Partie de l'Empire grec d'Asie, l'Osroène secoue le joug séleucide au ~ iie siècle et se constitue en royaume autonome avec Édesse pour capitale, dans la mouvance de l'Empire parthe, puis dans celle de l'Arménie en ~ 86. En ~ 63, après les campagnes de Pompée en Orient, l'Osroène est un État « ami », c'est-à-dire un protectorat de Rome.

Au cours de l'affrontement qui devait opposer l'Empire romain à celui des Parthes, puis à celui des Sassanides, l'Osroène allait jouer un rôle parfois important et quelquefois équivoque.

En ~ 53, le roi Abgar II d'Édesse donne à Crassus le fatal conseil de se diriger vers le Balikh au lieu de descendre l'Euphrate. Lorsque l'armée romaine, épuisée, parvient à Carrhae, le roi d'Osroène disparaît en l'abandonnant aux flèches de la cavalerie du Suréna. Au contraire, Abgar VII accueille amicalement Trajan durant l'expédition en Orient de l'empereur romain (114-117).

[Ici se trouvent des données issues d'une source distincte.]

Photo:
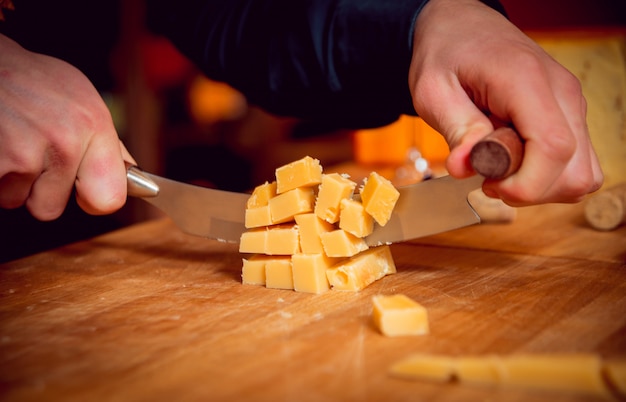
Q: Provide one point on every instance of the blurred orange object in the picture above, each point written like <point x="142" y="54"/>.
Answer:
<point x="390" y="145"/>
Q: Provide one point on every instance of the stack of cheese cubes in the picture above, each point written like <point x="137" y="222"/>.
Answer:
<point x="306" y="231"/>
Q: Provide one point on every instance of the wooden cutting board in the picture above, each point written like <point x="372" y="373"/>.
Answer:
<point x="148" y="313"/>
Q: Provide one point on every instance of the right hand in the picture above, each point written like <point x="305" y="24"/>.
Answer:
<point x="55" y="133"/>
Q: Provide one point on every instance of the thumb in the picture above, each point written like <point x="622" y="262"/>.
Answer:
<point x="446" y="107"/>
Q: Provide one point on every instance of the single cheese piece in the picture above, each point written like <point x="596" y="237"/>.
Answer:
<point x="282" y="240"/>
<point x="354" y="220"/>
<point x="286" y="205"/>
<point x="253" y="271"/>
<point x="339" y="243"/>
<point x="309" y="272"/>
<point x="257" y="217"/>
<point x="580" y="373"/>
<point x="379" y="197"/>
<point x="278" y="273"/>
<point x="305" y="172"/>
<point x="362" y="270"/>
<point x="311" y="227"/>
<point x="480" y="370"/>
<point x="253" y="241"/>
<point x="333" y="189"/>
<point x="398" y="315"/>
<point x="615" y="373"/>
<point x="261" y="195"/>
<point x="424" y="367"/>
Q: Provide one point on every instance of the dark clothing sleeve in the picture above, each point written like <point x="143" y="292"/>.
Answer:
<point x="344" y="61"/>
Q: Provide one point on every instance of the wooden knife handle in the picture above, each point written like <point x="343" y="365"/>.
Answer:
<point x="498" y="155"/>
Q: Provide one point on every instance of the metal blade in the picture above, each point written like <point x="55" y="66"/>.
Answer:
<point x="427" y="208"/>
<point x="199" y="211"/>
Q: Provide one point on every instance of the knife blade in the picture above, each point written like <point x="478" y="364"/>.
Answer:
<point x="199" y="211"/>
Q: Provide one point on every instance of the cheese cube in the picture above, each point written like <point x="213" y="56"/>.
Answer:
<point x="286" y="205"/>
<point x="332" y="190"/>
<point x="354" y="220"/>
<point x="339" y="243"/>
<point x="311" y="227"/>
<point x="379" y="197"/>
<point x="257" y="217"/>
<point x="558" y="372"/>
<point x="305" y="172"/>
<point x="427" y="367"/>
<point x="361" y="270"/>
<point x="398" y="315"/>
<point x="309" y="272"/>
<point x="278" y="273"/>
<point x="282" y="240"/>
<point x="253" y="241"/>
<point x="261" y="195"/>
<point x="253" y="271"/>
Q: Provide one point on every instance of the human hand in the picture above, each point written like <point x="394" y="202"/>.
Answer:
<point x="471" y="71"/>
<point x="55" y="133"/>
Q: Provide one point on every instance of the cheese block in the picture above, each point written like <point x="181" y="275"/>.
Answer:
<point x="261" y="195"/>
<point x="379" y="197"/>
<point x="361" y="270"/>
<point x="253" y="271"/>
<point x="580" y="373"/>
<point x="615" y="373"/>
<point x="258" y="217"/>
<point x="339" y="243"/>
<point x="305" y="172"/>
<point x="282" y="240"/>
<point x="278" y="273"/>
<point x="398" y="315"/>
<point x="311" y="228"/>
<point x="253" y="241"/>
<point x="309" y="272"/>
<point x="286" y="205"/>
<point x="354" y="220"/>
<point x="333" y="189"/>
<point x="424" y="367"/>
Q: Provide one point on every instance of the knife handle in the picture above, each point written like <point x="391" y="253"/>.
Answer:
<point x="499" y="154"/>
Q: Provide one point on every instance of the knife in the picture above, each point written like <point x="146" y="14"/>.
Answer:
<point x="425" y="208"/>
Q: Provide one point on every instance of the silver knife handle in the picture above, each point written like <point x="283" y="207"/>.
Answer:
<point x="139" y="184"/>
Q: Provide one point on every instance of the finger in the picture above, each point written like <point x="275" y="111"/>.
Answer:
<point x="15" y="189"/>
<point x="101" y="179"/>
<point x="462" y="129"/>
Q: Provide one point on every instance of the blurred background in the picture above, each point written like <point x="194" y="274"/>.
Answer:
<point x="183" y="126"/>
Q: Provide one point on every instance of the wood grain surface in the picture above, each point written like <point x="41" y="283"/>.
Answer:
<point x="151" y="314"/>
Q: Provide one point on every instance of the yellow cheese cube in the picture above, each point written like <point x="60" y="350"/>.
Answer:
<point x="559" y="372"/>
<point x="253" y="241"/>
<point x="261" y="195"/>
<point x="481" y="370"/>
<point x="257" y="217"/>
<point x="339" y="243"/>
<point x="278" y="273"/>
<point x="615" y="372"/>
<point x="398" y="315"/>
<point x="332" y="190"/>
<point x="282" y="240"/>
<point x="361" y="270"/>
<point x="309" y="272"/>
<point x="379" y="197"/>
<point x="305" y="172"/>
<point x="354" y="220"/>
<point x="286" y="205"/>
<point x="426" y="367"/>
<point x="253" y="271"/>
<point x="311" y="227"/>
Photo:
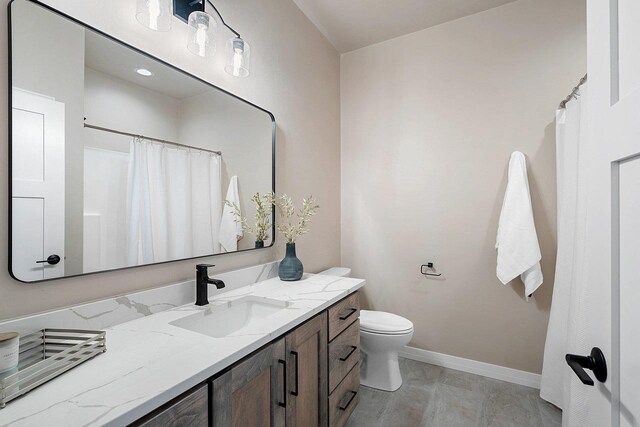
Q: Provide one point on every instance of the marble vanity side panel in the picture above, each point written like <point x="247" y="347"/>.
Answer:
<point x="113" y="311"/>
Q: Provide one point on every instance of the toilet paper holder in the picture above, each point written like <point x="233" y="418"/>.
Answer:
<point x="424" y="268"/>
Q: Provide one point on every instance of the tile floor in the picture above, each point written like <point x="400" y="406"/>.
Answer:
<point x="432" y="396"/>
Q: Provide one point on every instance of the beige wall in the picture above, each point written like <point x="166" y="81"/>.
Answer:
<point x="295" y="75"/>
<point x="428" y="123"/>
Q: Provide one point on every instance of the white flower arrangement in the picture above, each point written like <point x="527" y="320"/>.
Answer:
<point x="262" y="217"/>
<point x="287" y="212"/>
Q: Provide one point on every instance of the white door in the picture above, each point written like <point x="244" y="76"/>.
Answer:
<point x="37" y="153"/>
<point x="612" y="252"/>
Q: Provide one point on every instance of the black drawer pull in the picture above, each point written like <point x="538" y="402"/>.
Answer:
<point x="295" y="393"/>
<point x="284" y="380"/>
<point x="344" y="358"/>
<point x="353" y="396"/>
<point x="51" y="260"/>
<point x="346" y="316"/>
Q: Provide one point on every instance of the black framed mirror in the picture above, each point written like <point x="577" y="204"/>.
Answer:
<point x="119" y="159"/>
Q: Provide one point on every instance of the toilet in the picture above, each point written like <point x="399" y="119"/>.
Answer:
<point x="382" y="335"/>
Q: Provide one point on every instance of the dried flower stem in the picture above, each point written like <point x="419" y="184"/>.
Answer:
<point x="287" y="211"/>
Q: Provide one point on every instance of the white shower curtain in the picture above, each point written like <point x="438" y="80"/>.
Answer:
<point x="174" y="203"/>
<point x="565" y="331"/>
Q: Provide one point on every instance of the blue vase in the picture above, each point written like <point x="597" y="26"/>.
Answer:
<point x="290" y="267"/>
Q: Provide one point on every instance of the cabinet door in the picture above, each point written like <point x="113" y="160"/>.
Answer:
<point x="307" y="374"/>
<point x="252" y="394"/>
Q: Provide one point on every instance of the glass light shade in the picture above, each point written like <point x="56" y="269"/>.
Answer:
<point x="238" y="57"/>
<point x="202" y="34"/>
<point x="155" y="14"/>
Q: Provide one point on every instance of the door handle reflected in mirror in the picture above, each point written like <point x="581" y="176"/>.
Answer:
<point x="595" y="362"/>
<point x="52" y="260"/>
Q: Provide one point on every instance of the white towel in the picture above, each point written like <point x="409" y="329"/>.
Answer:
<point x="517" y="242"/>
<point x="230" y="229"/>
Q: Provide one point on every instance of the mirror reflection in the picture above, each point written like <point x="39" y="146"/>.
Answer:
<point x="120" y="160"/>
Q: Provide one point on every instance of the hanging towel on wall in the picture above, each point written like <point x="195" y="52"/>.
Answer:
<point x="230" y="230"/>
<point x="517" y="242"/>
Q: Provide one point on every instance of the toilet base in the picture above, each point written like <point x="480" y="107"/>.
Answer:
<point x="381" y="371"/>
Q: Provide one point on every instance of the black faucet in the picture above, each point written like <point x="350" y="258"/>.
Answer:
<point x="202" y="283"/>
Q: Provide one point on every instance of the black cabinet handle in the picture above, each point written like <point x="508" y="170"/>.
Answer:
<point x="295" y="393"/>
<point x="595" y="362"/>
<point x="52" y="260"/>
<point x="353" y="396"/>
<point x="284" y="381"/>
<point x="348" y="355"/>
<point x="346" y="316"/>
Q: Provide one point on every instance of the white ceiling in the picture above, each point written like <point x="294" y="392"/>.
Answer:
<point x="110" y="57"/>
<point x="352" y="24"/>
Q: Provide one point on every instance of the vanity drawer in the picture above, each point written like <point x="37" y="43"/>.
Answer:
<point x="344" y="354"/>
<point x="345" y="398"/>
<point x="343" y="314"/>
<point x="189" y="409"/>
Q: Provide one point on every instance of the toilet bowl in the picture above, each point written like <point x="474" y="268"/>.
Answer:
<point x="382" y="335"/>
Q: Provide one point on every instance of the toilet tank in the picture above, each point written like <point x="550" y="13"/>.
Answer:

La situation romaine, qui n'avait cessé de se dégrader en Orient dès la fin du règne de Trajan et jusqu'à Marc Aurèle, est rétablie entre 162 et 166 grâce aux campagnes de l'auguste Lucius Verus, de Statius Priscus et d'Avidius Cassius, légats l'un de Cappadoce, l'autre de Syrie. La paix imposée à Vologèse III restaure le protectorat de Rome sur l'Arménie et sur l'Osroène. Plus tard, en 199, Septime Sévère, vainqueur de Vologèse IV, incorpore l'Osroène à la province romaine de la Mésopotamie.

Sous les Sassanides, l'Osroène empêche, un moment, par les armes, Ardachir de reprendre la Mésopotamie aux Romains. Mais c'est à Édesse que Shāhpūr Ier capture l'empereur Valérien en 260. Entre 602 et 614, Chosroès II reprend les territoires qui, à la fin du siècle précédent, avaient dû être cédés aux Romains en Arménie et en Mésopotamie. Son général Shar-Baraz conquiert l'Osroène et la Syrie-Palestine. En 627, Chosroès est défait par Héraclius, et onze ans plus tard l'Osroène tombe aux mains des Arabes.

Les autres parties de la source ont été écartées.